Tricia and I searched around for someone who could finish this project for us, allowing us to regroup here with some few shreds of dignity remaining from the war that we had lost.  We found him in an alley—his shop was there.  But, he told us, he was too busy right now.  Yet he knew someone who occasionally worked for him that he thought might do the work, and well.  This man had never done a project this large before but our guy thought he could do it, and we respected his opinion: we could tell that our man was a true craftsmen and would have good judgment.
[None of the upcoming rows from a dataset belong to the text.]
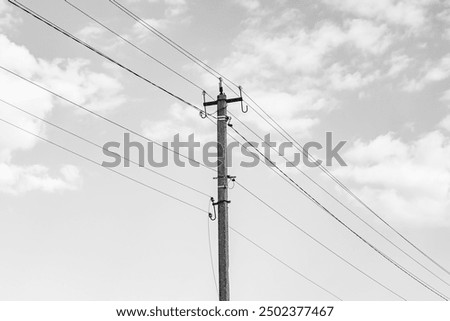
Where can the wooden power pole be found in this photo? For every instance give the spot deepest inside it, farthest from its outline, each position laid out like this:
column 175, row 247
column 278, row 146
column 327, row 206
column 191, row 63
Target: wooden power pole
column 222, row 190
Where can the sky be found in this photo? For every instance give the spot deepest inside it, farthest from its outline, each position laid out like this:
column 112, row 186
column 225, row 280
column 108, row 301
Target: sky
column 374, row 73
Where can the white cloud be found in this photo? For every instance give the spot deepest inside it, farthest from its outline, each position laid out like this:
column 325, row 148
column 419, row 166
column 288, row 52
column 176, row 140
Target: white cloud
column 250, row 5
column 398, row 63
column 403, row 180
column 179, row 121
column 431, row 72
column 17, row 180
column 7, row 20
column 91, row 31
column 70, row 78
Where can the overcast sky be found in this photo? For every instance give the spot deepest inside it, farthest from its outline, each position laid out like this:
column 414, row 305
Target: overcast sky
column 375, row 73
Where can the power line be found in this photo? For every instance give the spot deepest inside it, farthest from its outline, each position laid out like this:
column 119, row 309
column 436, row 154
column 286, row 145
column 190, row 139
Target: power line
column 317, row 241
column 217, row 74
column 102, row 148
column 210, row 247
column 74, row 38
column 210, row 70
column 285, row 264
column 300, row 148
column 103, row 117
column 345, row 206
column 317, row 203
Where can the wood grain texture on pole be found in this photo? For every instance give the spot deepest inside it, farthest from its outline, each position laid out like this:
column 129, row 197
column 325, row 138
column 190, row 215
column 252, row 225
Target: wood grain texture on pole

One day we met the new fellow at the building to look over the project.  He was a strange sort, slim and taciturn, but that was not surprising.  Thinking to minimize misunderstandings that seem to go naturally with projects and men of this type, I had compiled an exhaustive list of each and every thing that I thought needed to be done: here an electrical outlet, plaster and painting; there the floor to be refinished, a handrail installed; and so forth.  It had been carefully thought out, room by room and wall by wall, throughout the entire building.  We had not made drawings because we had no plans to change anything structurally; we just wanted to finish what had been started.  We went over the place together for some hours, he and I, then he took the list with him.  A week or so later he came back with an equally itemized price list; a good sign.  As I recall it totaled up to some $25,000.  We engaged him.

The following pictorial shows the results.  It was a delightful place to work in; each morning  it struck me anew when I arrived.  It’s restrained, yet beautiful style, so unlike an everyday business office, never failed to impress an indefinable tranquility upon its occupants, which were eventually to be many.